The Glass Castle by Jeannette Walls
Memoirs these days thrive on family dysfunction - how could they not? This makes for pithy reading and
often a "whew, I'm glad I wasn't in that situation!" sigh from readers as they plow vicariously through the next bestseller du jour. Scattered among the many printed each year are rare exceptions - gripping tales well-written enough to make you a) wonder how much deprivation you can read about and b) like the book so much you hate for it to end. This book definitely earned its place with these exceptional ones.

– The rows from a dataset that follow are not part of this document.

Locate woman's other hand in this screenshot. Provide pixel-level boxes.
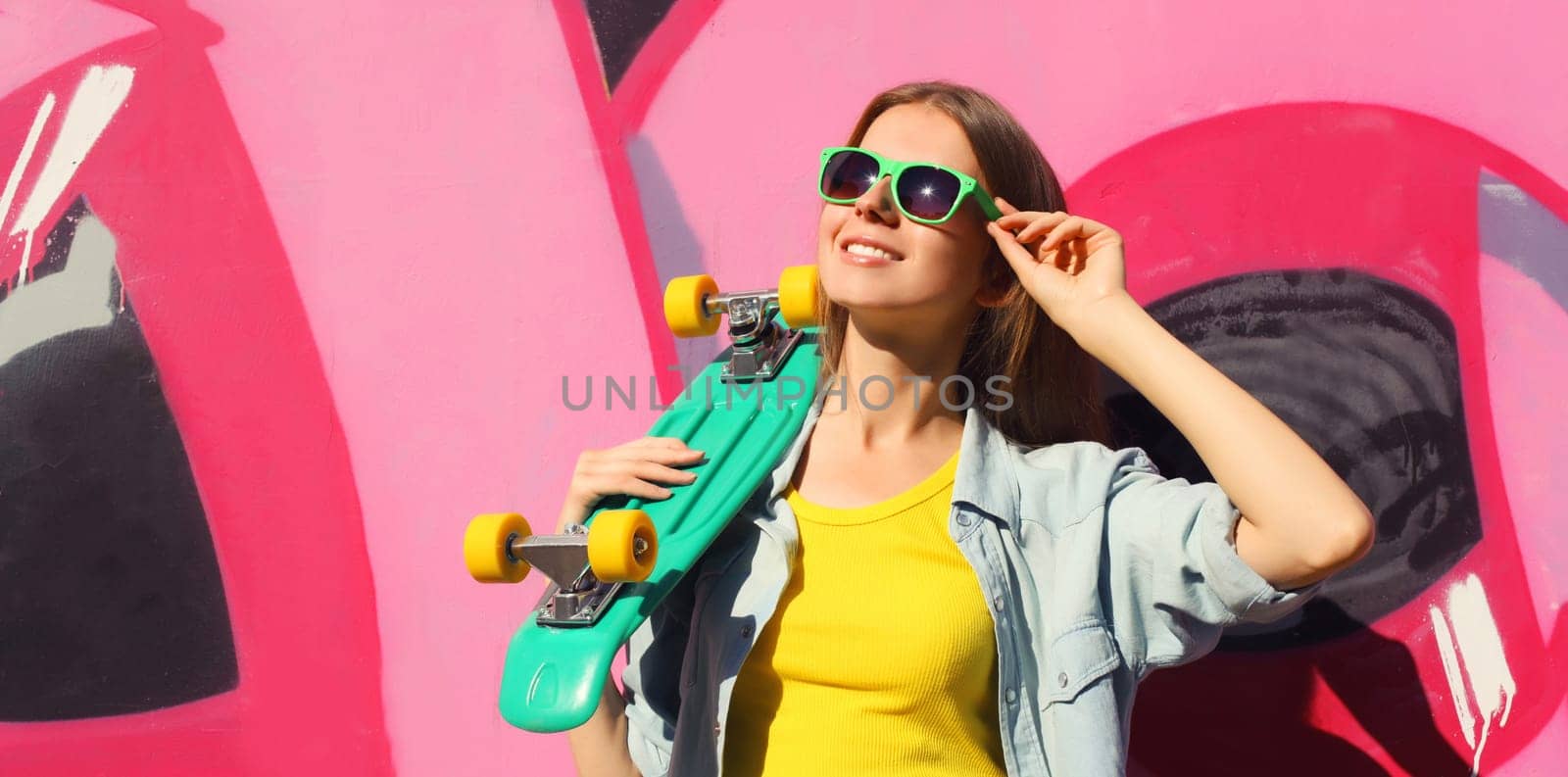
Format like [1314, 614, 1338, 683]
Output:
[555, 437, 703, 533]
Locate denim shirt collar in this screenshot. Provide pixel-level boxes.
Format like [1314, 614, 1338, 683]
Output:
[766, 392, 1019, 536]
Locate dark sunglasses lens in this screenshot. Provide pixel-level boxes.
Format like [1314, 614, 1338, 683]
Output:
[899, 165, 958, 219]
[818, 150, 881, 199]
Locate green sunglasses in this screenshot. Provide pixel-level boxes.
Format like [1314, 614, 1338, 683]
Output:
[817, 146, 1002, 224]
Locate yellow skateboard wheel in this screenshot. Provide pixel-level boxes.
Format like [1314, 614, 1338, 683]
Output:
[463, 512, 533, 583]
[779, 265, 817, 329]
[664, 275, 718, 337]
[588, 510, 659, 583]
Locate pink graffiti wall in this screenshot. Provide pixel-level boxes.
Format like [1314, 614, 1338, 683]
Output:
[0, 0, 1568, 777]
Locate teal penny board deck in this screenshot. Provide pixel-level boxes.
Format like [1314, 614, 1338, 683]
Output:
[500, 327, 821, 733]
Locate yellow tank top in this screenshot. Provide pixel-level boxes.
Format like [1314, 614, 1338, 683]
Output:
[724, 453, 1005, 777]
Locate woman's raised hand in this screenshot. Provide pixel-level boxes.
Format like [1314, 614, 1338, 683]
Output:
[986, 197, 1127, 334]
[555, 437, 703, 533]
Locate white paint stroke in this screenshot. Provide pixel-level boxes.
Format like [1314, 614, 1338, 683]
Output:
[1430, 573, 1518, 777]
[1427, 607, 1476, 751]
[0, 92, 55, 285]
[11, 65, 136, 235]
[0, 92, 55, 236]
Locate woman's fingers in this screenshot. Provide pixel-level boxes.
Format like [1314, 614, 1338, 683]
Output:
[985, 220, 1038, 272]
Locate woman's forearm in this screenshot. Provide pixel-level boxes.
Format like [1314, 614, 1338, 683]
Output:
[566, 675, 641, 777]
[1069, 295, 1372, 588]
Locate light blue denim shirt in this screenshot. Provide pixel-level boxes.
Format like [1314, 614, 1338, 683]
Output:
[622, 393, 1323, 777]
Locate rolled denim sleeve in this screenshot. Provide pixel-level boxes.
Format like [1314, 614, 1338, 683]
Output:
[621, 575, 693, 777]
[1103, 448, 1323, 669]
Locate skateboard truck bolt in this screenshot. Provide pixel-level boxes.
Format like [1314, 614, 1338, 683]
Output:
[703, 288, 803, 382]
[507, 523, 620, 627]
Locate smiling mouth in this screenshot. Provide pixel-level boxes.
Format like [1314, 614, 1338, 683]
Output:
[844, 243, 904, 262]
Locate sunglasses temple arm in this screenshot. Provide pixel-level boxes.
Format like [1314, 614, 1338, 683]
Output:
[974, 183, 1002, 220]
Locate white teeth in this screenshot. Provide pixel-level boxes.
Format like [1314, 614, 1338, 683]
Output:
[844, 243, 899, 260]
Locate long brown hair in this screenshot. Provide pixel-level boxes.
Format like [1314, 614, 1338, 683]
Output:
[817, 81, 1110, 448]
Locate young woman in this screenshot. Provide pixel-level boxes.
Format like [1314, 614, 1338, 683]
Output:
[560, 81, 1372, 777]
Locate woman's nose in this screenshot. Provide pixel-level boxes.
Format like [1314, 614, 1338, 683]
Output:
[855, 175, 899, 222]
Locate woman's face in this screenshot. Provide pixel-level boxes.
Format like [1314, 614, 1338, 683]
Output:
[817, 104, 996, 324]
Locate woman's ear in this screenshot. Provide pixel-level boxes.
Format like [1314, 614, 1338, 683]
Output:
[975, 254, 1013, 307]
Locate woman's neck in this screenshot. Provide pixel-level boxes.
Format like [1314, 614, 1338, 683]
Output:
[818, 316, 969, 451]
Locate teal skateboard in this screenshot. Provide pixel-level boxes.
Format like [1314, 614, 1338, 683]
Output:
[463, 265, 820, 733]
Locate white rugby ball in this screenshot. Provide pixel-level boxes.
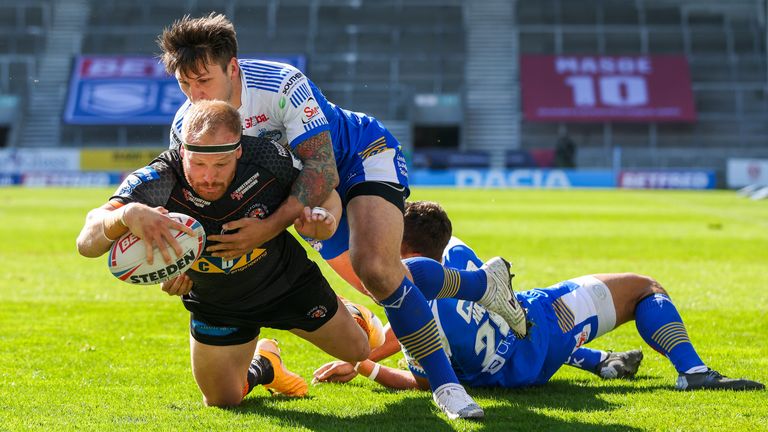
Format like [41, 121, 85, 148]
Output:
[107, 213, 205, 285]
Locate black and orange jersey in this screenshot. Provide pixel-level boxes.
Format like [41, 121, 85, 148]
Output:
[110, 136, 315, 322]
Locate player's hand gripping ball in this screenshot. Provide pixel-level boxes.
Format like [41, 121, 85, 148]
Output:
[107, 213, 205, 285]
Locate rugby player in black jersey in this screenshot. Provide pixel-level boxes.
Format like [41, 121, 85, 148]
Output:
[77, 101, 378, 406]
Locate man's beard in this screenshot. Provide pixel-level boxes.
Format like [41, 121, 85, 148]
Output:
[190, 182, 227, 201]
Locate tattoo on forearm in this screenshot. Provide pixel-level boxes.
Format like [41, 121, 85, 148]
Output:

I started The Glass Castle with trepidations and wound up reluctant to put it down. The author's parents created their own categories, for sure. Her dad, smart as a whip and contrarian to a fault, drank and smoked himself to an earlier death than necessary, but brought out the nonconformists in his children, teaching them things about the natural world that they certainly wouldn't have learned in a classroom. Her artist mom was no less an influence. She was decidedly lacking in domestic and child-raising skills, but saw beauty in much more than order and also read incessantly. Walls and her siblings learned hardscrabble resourcefulness at early ages when their parents were off on their respective tangents. Neglect definitely bred resilience.
The uplift of this book is that there is very little parent-bashing here, nor sugarcoating of the author's upbringing. Walls writes with affection for both her parents, even though their ideas of family life were hair-raising, to say the least. And, unlike so many memoirs, I came away from this one (quizzically to be sure) somewhat respecting her mom and dad. Flawed they were, and erratic, but never dull. Neither of them are the monsters that so many parents in childhood memoirs wind up being.
To quote the author's mother - "I'm such an excitement addict!" Yeah, no kidding.